The cell cycle profile of cardiac cells was analyzed as described previously (Schmid et al., 1991). In brief, cells were fixed for 1 h at 4°C with 0.25% PFA and then permeabilized for 15 min at 37°C with 0.2% Tween 20 before incubation with MF20 and secondary antibodies (Alexa 488–conjugated anti–mouse Ig) diluted 1:100 in FACS buffer (PBS with 1% goat serum and 0.1% NaN3). Cells were then stained with 10 μg/ml propidium iodide in FACS buffer supplemented with 500 μg/ml of RNAase A.
Fig. S1 shows the incidences of cell cycle entry in response to N2ICD, PHE, and 10% FCS. Fig. S2 shows the presence of mitotic figures in cardiomyocytes treated with Ad-N2ICD. Online supplemental material is available at http://www.jcb.org/cgi/content/full/jcb.200806104/DC1.
We thank Yoav Altman and Ed Monosov (Burnham Institute for Medical Research Shared Resources), and Maria Luisa de la Puerta and Maria del Carmen Rodríguez (Universidad de Valladolid) for expert advice and technical support. The Ad-N2ICD virus was provided by Tom Maciag, whose passing we regret.
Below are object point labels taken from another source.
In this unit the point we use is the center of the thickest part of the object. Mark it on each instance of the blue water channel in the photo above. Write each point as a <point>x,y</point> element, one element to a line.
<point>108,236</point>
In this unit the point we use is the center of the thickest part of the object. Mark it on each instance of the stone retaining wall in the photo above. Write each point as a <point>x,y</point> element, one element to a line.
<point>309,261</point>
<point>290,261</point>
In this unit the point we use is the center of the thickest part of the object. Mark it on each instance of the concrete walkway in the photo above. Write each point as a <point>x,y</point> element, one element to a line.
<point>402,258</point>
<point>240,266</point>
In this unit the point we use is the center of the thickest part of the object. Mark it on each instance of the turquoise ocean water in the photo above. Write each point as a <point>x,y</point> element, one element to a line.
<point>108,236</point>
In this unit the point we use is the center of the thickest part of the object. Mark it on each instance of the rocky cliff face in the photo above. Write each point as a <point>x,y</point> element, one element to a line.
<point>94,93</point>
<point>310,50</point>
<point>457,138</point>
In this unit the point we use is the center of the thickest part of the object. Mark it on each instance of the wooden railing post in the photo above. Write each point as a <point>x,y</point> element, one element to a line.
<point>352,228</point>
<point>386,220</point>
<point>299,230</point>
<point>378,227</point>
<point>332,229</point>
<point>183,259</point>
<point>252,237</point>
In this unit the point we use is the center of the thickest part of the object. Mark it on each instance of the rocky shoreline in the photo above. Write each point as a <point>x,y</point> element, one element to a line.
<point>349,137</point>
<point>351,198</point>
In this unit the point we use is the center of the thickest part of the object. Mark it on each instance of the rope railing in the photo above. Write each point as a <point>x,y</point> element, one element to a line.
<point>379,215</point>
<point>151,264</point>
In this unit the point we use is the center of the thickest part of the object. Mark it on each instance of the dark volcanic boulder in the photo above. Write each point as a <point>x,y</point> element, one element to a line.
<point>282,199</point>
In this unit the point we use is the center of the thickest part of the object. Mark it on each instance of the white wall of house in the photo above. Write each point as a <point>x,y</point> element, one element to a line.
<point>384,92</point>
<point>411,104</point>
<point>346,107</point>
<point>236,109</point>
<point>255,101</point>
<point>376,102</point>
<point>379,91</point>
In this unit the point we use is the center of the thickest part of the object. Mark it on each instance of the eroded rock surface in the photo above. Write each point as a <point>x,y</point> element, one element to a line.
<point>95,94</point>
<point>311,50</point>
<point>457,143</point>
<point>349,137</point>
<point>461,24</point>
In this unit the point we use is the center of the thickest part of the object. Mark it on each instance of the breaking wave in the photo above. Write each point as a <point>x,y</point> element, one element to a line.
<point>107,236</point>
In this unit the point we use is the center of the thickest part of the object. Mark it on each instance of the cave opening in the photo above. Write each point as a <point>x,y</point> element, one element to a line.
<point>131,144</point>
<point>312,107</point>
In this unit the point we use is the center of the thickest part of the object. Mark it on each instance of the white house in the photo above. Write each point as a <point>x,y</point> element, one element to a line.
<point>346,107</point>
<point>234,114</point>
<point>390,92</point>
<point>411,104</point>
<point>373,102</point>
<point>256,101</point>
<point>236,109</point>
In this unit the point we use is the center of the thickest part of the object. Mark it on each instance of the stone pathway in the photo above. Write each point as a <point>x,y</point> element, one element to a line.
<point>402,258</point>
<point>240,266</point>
M. Mercola gratefully acknowledges support from National Heart Lung and Blood Institute (grants R37 HL059502-10 and R01 HL083463-01) and a sponsored research agreement from Exelixis, Inc.
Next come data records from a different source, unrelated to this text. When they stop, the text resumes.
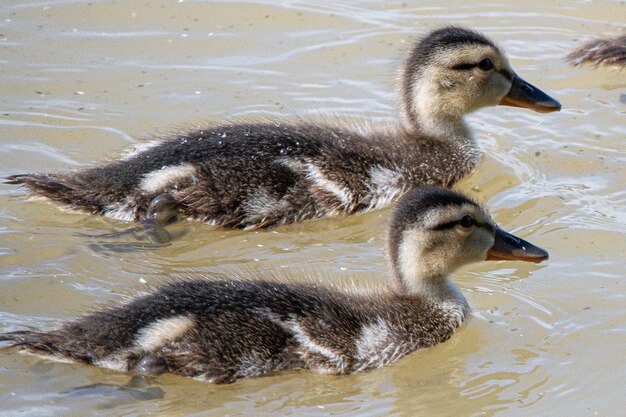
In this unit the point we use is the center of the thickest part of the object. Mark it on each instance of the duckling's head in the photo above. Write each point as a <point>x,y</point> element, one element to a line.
<point>434,231</point>
<point>453,71</point>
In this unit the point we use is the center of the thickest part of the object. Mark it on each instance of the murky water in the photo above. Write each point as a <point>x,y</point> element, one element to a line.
<point>82,80</point>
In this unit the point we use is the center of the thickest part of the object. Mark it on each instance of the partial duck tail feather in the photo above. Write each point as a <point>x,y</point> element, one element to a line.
<point>75,192</point>
<point>46,343</point>
<point>45,184</point>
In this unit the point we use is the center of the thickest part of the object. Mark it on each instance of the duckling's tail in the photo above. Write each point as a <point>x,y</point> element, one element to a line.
<point>44,343</point>
<point>601,51</point>
<point>44,184</point>
<point>74,191</point>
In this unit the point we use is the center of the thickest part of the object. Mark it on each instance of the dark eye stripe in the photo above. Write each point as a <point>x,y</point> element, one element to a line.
<point>450,225</point>
<point>464,67</point>
<point>445,226</point>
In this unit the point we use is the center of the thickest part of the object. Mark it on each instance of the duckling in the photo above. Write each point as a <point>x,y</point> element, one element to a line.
<point>222,330</point>
<point>601,51</point>
<point>252,175</point>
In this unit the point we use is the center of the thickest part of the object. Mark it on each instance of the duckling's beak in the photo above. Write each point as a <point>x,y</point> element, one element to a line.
<point>511,247</point>
<point>523,94</point>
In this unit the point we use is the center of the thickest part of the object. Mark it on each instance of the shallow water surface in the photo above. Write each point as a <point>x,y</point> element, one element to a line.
<point>83,80</point>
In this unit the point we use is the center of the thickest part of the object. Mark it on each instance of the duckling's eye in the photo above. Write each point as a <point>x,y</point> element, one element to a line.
<point>485,64</point>
<point>467,221</point>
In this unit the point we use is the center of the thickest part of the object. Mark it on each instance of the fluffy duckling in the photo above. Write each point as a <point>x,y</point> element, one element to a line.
<point>223,330</point>
<point>252,175</point>
<point>601,51</point>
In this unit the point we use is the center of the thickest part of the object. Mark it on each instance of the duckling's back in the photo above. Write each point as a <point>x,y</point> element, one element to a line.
<point>259,175</point>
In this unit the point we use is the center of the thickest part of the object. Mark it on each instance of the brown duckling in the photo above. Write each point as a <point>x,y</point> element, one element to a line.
<point>251,175</point>
<point>222,330</point>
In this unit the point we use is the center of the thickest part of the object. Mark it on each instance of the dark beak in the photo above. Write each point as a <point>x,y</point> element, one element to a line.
<point>511,247</point>
<point>523,94</point>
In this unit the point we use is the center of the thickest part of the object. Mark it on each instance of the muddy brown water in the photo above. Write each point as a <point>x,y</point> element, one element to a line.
<point>81,81</point>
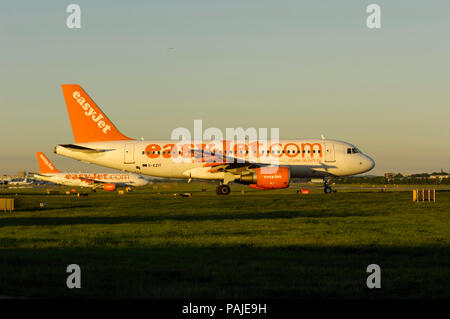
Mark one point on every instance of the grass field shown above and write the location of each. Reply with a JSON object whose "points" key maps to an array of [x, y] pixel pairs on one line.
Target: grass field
{"points": [[271, 244]]}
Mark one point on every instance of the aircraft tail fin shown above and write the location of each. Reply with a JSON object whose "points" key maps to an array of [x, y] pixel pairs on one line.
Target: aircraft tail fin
{"points": [[45, 165], [89, 123]]}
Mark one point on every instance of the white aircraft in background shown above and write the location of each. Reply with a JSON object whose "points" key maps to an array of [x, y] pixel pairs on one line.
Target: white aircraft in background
{"points": [[107, 181], [98, 141]]}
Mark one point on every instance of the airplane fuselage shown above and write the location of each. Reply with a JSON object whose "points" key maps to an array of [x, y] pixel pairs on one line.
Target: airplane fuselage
{"points": [[314, 158]]}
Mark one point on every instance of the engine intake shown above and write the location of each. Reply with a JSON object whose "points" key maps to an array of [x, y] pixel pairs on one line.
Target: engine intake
{"points": [[275, 178]]}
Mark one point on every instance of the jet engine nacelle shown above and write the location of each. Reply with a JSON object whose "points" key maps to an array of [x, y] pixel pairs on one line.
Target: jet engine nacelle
{"points": [[267, 178], [109, 187]]}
Víctor M. Campa and Raquel Gutiérrez-Lanza's present address is Instituto de Biología y Genética Molecular, Universidad de Valladolid, 47003 Valladolid, Spain.
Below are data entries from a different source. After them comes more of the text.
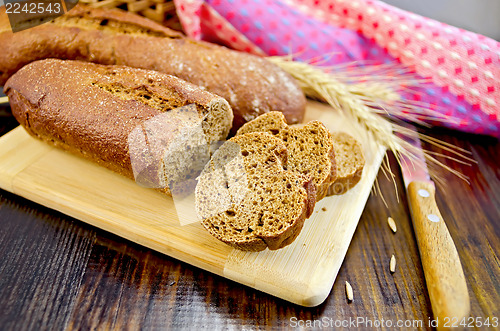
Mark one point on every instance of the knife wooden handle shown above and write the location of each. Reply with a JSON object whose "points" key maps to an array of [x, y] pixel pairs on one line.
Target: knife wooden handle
{"points": [[443, 272]]}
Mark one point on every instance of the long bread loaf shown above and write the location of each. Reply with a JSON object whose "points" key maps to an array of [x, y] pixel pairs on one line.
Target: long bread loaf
{"points": [[252, 85]]}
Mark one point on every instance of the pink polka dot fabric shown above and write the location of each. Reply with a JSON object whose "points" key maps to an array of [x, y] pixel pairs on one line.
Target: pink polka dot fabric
{"points": [[462, 67]]}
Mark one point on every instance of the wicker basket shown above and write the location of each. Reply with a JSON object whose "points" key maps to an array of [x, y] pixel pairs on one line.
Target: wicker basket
{"points": [[161, 11]]}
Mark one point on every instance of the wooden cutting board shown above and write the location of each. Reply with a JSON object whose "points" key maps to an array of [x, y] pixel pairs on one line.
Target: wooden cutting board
{"points": [[303, 272]]}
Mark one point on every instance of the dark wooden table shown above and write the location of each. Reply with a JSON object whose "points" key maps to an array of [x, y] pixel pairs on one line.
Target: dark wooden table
{"points": [[59, 273]]}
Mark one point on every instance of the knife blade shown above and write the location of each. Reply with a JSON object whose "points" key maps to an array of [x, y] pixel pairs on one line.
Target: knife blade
{"points": [[440, 260]]}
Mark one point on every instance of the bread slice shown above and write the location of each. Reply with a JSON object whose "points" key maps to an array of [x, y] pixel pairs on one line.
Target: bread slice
{"points": [[247, 199], [93, 111], [350, 163], [310, 147]]}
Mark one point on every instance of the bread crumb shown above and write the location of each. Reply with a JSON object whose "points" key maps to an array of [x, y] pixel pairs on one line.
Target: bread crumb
{"points": [[392, 224], [392, 264], [348, 291]]}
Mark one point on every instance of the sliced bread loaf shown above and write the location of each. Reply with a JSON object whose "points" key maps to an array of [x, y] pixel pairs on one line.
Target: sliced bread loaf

Abbreviations used in this paper: βGal, β-galactosidase; BIO, 6-bromoindirubin-3′-oxime; CRM1, chromosome region maintenance 1; DBM, DNA-binding mutant; GSK3β, glycogen synthase kinase-3β; Hes1, hairy and enhancer of split 1; His3, histone 3; ICD, intracellular domain; LMB, leptomycin B; mESC, mouse embryonic stem cell; MLC2V, myosin light chain 2V; NMVC, neonatal mouse ventricular cardiomyocyte; NRVC, neonatal rat ventricular cardiomyocyte; P, postnatal day; PHE, phenylephrine; Rb, retinoblastoma protein; RBP-Jκ, recombination signal-binding protein 1 for Jκ.